I could have lied. I could have said Yeah, girl! Piece of cake! I could have told her that like most things, doing it several times makes you better at it. I could have played it cool and pretended that the extra needs and noises have no effect on my levels of anxiety or overwhelm. I could have soothed her nerves with reassurances that it wouldn’t be as rough the next time around.
Instead, I thought for a second and said with as much gentle humor as I could, “Uh…. well, in some ways, sure – you don’t worry about some of the things you did with the first baby. But that year is just hard,” we both smile-sighed in knowing. “When I find out I’m pregnant I just decide that for the next year-plus-nine-months I’m going to give myself lots of grace.”
I mumbled something about Netflix. She nodded and we both laughed. We exchanged a few jokes and enlightened the male cashier about why so many women take their sweet time at Target in the evenings. It was a nice moment of connection.
But immediately after I walked away I thought about what I should have said when she asked me that question. Is the first year always hard? Yeah. But there are some other things that also don’t change.
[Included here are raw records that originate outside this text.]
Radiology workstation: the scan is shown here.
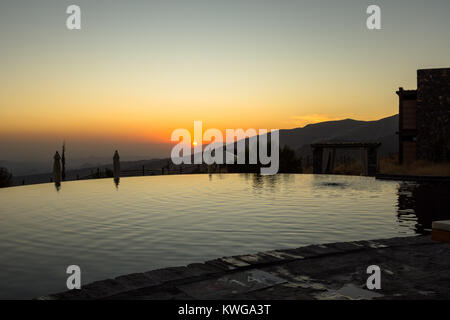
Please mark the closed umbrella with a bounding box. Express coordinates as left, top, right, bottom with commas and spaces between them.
53, 151, 61, 188
113, 150, 120, 186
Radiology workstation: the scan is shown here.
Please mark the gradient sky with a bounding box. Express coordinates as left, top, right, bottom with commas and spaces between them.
1, 0, 450, 162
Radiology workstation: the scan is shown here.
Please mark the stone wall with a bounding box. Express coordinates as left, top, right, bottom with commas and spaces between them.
416, 68, 450, 162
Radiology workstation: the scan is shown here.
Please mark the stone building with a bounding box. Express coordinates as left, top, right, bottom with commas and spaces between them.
396, 68, 450, 164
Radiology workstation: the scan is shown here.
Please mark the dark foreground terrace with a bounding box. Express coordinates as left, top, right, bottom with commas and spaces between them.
40, 236, 450, 300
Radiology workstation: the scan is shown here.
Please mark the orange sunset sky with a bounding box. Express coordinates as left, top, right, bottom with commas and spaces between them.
1, 0, 450, 162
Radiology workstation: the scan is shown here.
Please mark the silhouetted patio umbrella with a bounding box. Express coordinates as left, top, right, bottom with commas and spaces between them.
53, 151, 61, 188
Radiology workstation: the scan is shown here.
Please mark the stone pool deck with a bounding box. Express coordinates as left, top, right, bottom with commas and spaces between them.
40, 236, 450, 300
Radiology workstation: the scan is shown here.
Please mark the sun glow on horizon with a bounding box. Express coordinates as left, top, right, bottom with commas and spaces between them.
2, 0, 449, 162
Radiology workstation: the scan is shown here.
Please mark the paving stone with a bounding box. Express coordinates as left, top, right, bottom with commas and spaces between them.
114, 272, 162, 290
262, 250, 304, 262
185, 263, 223, 276
326, 241, 366, 253
48, 279, 129, 300
232, 253, 268, 264
144, 266, 200, 283
205, 259, 237, 271
228, 252, 282, 265
226, 283, 315, 300
177, 269, 287, 299
373, 236, 430, 248
281, 244, 338, 258
219, 257, 251, 268
36, 295, 58, 300
129, 290, 193, 300
107, 285, 193, 300
49, 290, 94, 300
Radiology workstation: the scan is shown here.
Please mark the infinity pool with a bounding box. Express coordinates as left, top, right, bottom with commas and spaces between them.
0, 174, 445, 299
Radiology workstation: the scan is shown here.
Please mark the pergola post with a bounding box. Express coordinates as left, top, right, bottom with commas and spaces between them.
360, 148, 368, 176
367, 146, 379, 176
313, 147, 324, 174
330, 148, 336, 172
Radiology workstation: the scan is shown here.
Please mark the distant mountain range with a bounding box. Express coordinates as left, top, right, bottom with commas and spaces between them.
5, 114, 399, 185
279, 114, 398, 158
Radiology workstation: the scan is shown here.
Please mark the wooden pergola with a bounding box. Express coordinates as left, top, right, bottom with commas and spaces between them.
310, 142, 381, 176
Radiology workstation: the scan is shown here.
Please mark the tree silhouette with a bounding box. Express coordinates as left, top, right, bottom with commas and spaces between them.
0, 167, 13, 188
279, 145, 303, 173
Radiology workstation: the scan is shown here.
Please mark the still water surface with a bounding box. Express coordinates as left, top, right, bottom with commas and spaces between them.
0, 174, 446, 299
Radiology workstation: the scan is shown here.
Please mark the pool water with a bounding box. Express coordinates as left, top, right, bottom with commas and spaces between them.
0, 174, 446, 299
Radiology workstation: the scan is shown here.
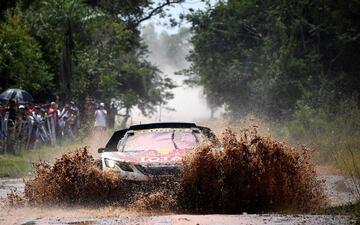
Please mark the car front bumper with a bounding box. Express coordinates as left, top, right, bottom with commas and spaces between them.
101, 159, 180, 181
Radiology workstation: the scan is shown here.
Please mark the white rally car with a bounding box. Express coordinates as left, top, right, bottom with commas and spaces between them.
98, 122, 219, 181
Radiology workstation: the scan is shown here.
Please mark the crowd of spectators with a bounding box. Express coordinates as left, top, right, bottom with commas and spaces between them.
0, 98, 80, 153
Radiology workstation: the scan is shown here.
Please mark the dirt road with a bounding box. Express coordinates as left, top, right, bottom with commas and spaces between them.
0, 213, 354, 225
0, 175, 357, 225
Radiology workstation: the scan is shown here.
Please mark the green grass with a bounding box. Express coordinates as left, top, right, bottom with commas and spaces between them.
318, 202, 360, 224
0, 156, 32, 177
0, 142, 86, 177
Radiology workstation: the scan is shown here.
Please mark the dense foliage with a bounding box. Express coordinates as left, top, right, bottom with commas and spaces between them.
0, 0, 179, 116
0, 7, 52, 96
185, 0, 360, 119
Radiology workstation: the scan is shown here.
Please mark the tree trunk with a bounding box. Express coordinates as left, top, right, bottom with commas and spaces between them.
60, 20, 74, 101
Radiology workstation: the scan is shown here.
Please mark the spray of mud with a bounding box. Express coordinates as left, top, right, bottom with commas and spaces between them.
129, 191, 177, 212
179, 128, 326, 213
7, 128, 326, 213
23, 148, 122, 206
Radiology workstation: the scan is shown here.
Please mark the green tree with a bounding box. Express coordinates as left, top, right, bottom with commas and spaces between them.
72, 17, 175, 123
0, 0, 181, 125
24, 0, 175, 116
185, 0, 360, 119
0, 8, 52, 97
26, 0, 96, 100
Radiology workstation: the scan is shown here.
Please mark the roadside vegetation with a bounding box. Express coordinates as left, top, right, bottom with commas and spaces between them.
279, 101, 360, 163
0, 128, 111, 177
0, 143, 85, 177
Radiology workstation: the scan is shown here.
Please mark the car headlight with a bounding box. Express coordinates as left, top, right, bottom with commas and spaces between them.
104, 159, 133, 172
104, 159, 117, 169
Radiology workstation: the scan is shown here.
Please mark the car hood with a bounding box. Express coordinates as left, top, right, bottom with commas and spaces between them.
101, 148, 191, 165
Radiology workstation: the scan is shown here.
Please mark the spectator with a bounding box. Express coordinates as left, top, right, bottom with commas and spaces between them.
0, 103, 4, 141
63, 107, 75, 141
27, 103, 34, 114
94, 102, 107, 130
57, 104, 70, 141
108, 102, 116, 129
7, 100, 17, 125
55, 95, 62, 109
16, 105, 29, 149
32, 106, 43, 124
48, 102, 59, 141
70, 101, 80, 133
0, 103, 4, 116
27, 106, 42, 147
48, 102, 58, 123
0, 97, 83, 151
6, 100, 17, 152
17, 105, 27, 122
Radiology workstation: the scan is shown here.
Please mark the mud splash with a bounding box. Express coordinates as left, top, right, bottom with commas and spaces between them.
179, 128, 326, 213
129, 191, 177, 212
23, 148, 122, 206
7, 128, 326, 213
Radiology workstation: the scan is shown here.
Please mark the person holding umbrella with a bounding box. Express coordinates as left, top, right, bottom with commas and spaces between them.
7, 100, 17, 125
0, 89, 34, 104
0, 89, 35, 151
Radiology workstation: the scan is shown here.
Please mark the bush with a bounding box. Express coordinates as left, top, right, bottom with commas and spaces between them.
284, 100, 360, 163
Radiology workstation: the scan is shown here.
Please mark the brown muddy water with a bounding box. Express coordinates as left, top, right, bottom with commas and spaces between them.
0, 128, 357, 224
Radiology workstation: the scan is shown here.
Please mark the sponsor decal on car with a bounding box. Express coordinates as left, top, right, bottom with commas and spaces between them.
140, 156, 182, 163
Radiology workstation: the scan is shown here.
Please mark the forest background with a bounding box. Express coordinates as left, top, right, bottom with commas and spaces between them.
1, 0, 360, 167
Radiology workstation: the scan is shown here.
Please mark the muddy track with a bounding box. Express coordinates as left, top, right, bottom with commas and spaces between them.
0, 214, 355, 225
0, 175, 357, 225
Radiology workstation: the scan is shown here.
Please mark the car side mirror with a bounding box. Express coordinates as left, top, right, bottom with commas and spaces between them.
98, 147, 117, 153
127, 130, 135, 136
98, 147, 107, 153
191, 128, 200, 133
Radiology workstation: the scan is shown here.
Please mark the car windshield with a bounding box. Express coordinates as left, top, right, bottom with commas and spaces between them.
120, 128, 200, 152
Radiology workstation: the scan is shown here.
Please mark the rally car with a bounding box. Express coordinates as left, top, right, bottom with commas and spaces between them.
98, 122, 218, 181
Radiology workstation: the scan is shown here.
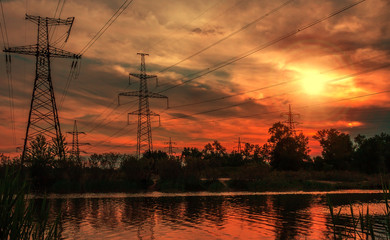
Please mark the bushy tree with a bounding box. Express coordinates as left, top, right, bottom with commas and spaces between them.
313, 129, 353, 170
0, 153, 11, 166
87, 152, 121, 169
203, 140, 226, 156
24, 135, 59, 189
353, 133, 390, 173
263, 122, 310, 171
242, 143, 262, 163
142, 150, 169, 174
181, 147, 202, 159
25, 135, 56, 167
203, 140, 227, 167
88, 153, 101, 168
120, 154, 151, 181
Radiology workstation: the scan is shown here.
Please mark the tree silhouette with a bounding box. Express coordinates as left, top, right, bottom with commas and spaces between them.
203, 140, 227, 167
313, 129, 353, 170
263, 122, 310, 171
25, 135, 56, 167
353, 133, 390, 173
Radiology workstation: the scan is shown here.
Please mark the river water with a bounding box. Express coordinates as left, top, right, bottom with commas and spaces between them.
41, 190, 388, 239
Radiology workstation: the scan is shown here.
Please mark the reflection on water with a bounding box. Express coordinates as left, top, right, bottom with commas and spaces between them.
41, 191, 386, 239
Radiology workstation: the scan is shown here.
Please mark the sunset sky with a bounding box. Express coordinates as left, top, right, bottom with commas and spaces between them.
0, 0, 389, 156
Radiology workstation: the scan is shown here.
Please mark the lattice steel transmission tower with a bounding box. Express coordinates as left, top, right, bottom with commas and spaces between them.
3, 14, 80, 163
281, 104, 300, 133
235, 137, 242, 153
118, 53, 168, 158
164, 137, 177, 156
234, 137, 248, 154
67, 120, 89, 161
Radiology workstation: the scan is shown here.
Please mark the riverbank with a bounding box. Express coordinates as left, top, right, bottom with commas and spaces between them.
32, 170, 387, 194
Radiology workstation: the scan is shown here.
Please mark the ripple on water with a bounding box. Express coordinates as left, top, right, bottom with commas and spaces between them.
45, 191, 388, 239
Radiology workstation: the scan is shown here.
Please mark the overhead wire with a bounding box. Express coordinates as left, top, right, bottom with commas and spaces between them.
167, 53, 389, 110
0, 0, 9, 48
148, 0, 225, 52
161, 90, 390, 129
58, 58, 81, 110
82, 0, 371, 152
88, 100, 138, 133
88, 88, 390, 152
85, 124, 137, 151
155, 0, 367, 95
49, 0, 62, 39
159, 62, 390, 125
0, 0, 16, 145
78, 0, 135, 56
77, 0, 284, 137
158, 0, 295, 73
58, 0, 135, 119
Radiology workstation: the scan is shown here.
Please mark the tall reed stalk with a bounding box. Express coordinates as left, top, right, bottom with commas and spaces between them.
0, 168, 60, 239
328, 182, 390, 239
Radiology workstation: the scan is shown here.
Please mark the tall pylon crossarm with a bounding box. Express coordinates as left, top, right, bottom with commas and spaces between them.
118, 53, 168, 158
3, 14, 80, 163
281, 104, 300, 133
4, 45, 80, 59
67, 120, 87, 161
164, 137, 177, 156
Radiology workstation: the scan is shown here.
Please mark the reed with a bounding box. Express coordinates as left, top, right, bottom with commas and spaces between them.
327, 181, 390, 239
0, 168, 60, 239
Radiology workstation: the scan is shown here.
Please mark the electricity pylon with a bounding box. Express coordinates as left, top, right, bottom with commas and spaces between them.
281, 104, 300, 133
67, 120, 89, 161
233, 137, 248, 154
234, 137, 242, 153
4, 14, 80, 163
164, 137, 177, 156
118, 53, 168, 158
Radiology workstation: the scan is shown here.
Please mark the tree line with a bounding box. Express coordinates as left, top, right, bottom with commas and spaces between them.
0, 121, 389, 192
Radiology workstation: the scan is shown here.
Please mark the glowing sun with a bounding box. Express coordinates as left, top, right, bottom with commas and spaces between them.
300, 70, 328, 95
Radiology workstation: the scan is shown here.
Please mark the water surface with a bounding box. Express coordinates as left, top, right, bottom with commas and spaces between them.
42, 190, 387, 239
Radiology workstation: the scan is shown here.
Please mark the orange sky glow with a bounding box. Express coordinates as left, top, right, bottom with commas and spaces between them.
0, 0, 389, 157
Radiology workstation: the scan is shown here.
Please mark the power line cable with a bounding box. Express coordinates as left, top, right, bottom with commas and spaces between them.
88, 100, 138, 133
78, 0, 135, 56
159, 0, 295, 73
83, 0, 349, 134
0, 0, 16, 145
0, 0, 9, 48
148, 0, 225, 52
83, 0, 369, 150
162, 90, 390, 128
58, 0, 135, 118
156, 0, 367, 94
161, 62, 390, 124
168, 53, 389, 109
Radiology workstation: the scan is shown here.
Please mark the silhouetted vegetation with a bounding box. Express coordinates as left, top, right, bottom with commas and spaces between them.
262, 122, 310, 171
313, 129, 354, 170
327, 182, 390, 239
1, 122, 390, 193
0, 169, 61, 239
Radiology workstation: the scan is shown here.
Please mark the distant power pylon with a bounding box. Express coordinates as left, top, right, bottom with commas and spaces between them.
234, 137, 242, 153
67, 120, 89, 161
118, 53, 168, 158
281, 104, 300, 132
4, 15, 80, 163
233, 137, 248, 154
164, 137, 177, 156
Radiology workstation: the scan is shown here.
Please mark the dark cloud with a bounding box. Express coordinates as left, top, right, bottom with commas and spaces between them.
191, 27, 223, 36
1, 0, 389, 155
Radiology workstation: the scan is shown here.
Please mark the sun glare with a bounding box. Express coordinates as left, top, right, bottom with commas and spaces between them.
300, 70, 328, 95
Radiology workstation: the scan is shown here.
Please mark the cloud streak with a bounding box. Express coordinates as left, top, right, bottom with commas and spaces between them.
0, 0, 389, 156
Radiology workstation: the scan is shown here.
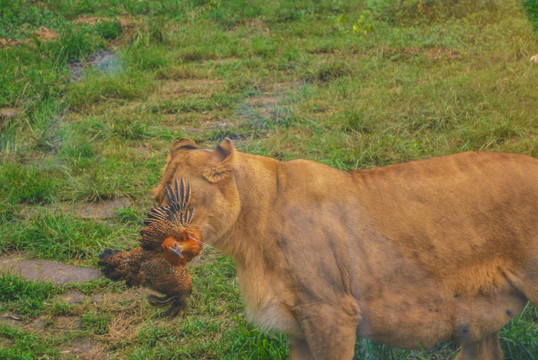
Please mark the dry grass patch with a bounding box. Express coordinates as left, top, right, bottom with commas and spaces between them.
105, 311, 144, 345
53, 316, 82, 333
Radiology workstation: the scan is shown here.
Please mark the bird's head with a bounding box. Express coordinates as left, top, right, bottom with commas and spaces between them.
162, 236, 185, 265
162, 237, 183, 256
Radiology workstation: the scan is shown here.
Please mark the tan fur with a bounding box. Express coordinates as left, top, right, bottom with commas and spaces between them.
154, 138, 538, 360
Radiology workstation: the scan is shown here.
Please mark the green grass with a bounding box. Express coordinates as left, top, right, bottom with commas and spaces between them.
0, 274, 59, 316
0, 0, 536, 358
0, 162, 57, 204
0, 325, 59, 360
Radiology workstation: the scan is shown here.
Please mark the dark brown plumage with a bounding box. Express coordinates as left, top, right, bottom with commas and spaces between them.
98, 179, 203, 318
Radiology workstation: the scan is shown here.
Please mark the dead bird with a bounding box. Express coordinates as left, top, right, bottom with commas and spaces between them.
98, 179, 203, 317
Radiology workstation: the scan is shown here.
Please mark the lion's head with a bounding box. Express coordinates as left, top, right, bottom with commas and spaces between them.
152, 138, 241, 247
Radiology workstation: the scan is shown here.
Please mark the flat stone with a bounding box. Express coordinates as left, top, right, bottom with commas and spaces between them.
62, 291, 85, 304
58, 338, 107, 360
59, 338, 92, 354
0, 256, 101, 285
66, 197, 131, 219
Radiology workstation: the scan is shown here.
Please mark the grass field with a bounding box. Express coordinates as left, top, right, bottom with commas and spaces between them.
1, 0, 537, 358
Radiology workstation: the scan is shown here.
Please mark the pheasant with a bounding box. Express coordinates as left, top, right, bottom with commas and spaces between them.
98, 179, 203, 317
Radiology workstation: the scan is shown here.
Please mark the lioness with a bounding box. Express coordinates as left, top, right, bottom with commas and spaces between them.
153, 138, 538, 360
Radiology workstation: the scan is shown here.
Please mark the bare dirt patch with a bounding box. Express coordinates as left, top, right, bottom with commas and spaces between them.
33, 26, 57, 40
0, 38, 22, 47
0, 255, 101, 285
0, 107, 21, 119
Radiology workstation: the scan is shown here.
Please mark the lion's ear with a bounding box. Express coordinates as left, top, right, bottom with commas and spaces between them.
202, 138, 235, 183
170, 138, 197, 157
215, 138, 234, 160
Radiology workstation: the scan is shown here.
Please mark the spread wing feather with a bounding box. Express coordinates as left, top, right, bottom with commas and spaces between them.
141, 178, 195, 250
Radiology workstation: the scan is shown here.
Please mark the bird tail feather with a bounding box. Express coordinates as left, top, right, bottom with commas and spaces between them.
147, 293, 189, 318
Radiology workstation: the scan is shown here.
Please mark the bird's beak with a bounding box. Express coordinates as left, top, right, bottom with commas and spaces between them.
169, 242, 183, 258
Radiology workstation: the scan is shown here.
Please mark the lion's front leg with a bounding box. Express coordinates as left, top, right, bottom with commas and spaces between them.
292, 298, 360, 360
289, 336, 314, 360
456, 331, 503, 360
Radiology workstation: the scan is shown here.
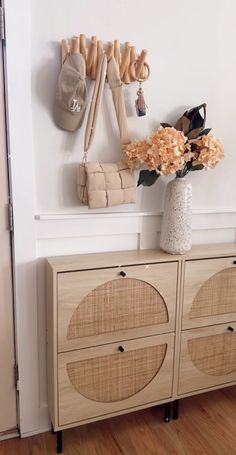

When I first held my daughter I was sure that I was encountering divinity. She was perfect and she smelled like Holy. I felt humbled by my proximity to something so pure and full of light and I felt empowered at the same time. I had brought her here. I got to bear the burden and sacrifice on her behalf. I suffered to deliver her safely into the world and I got to be the person whose smell comforted her, whose voice she turned her head toward, whose face she would recognize first. It was too much; too good.
Four times now.
Every baby I’ve brought into the world has given me the tremendous gift of this awe. Sure, the first year is full of diapers, spit up, cluster feeding, inconsistent naps, hormonal shifts, and emotional breakdowns. It’s hard, that’s true. But the first year – and the years that follow – also bring first smiles and first words and first time he hides behind your leg because you are his safe place in a big world (and then the first time he goes into that world without you and you’re a little terrified and a lot proud). It brings a million unspeakable brushes with sacred, a thousand reasons daily to revel in beauty impossible to anticipate.
As I write this my fresh-to-the-world baby is molded to my chest in a peaceful rest that only those too young to be afraid can achieve and my oldest son has his arm around my stomach while he snores just slightly in an impromptu cuddle-nap. My children are safe and loved and they know it. What sort of cosmic mix up occurred to allow me to have so much in one moment?
I am often tired or cranky or wishing I could be alone. I shuffle around Target like a zombie when I get the chance to be there without kids. The demands on my energy, time, patience, budget are great and I feel it. But when I pay attention, along with the hard stuff is the Good Stuff – maybe even sometimes because of what challenges me. My moments are full.
I wish I had thought to include in my answer to this sweet stranger that it’s just as full the third (and fourth) time around; that it’s not just 20 years from now that makes this worth it. It’s right now, too. Sometimes I think about how much simpler things were when I had two kids, but the two more are just as much my heart as the first. I can’t wish for any reality but the one I have – with four kids in a tiny house and unplanned snuggles on the couch.
Maybe I’ll run into her again when some of the overwhelmed, grateful moms like me sneak away after bedtime and wander the aisles slow. Maybe I’ll get the chance to say more to her, but maybe she doesn’t need me to tell her that while it doesn’t get easier, it doesn’t get old, either.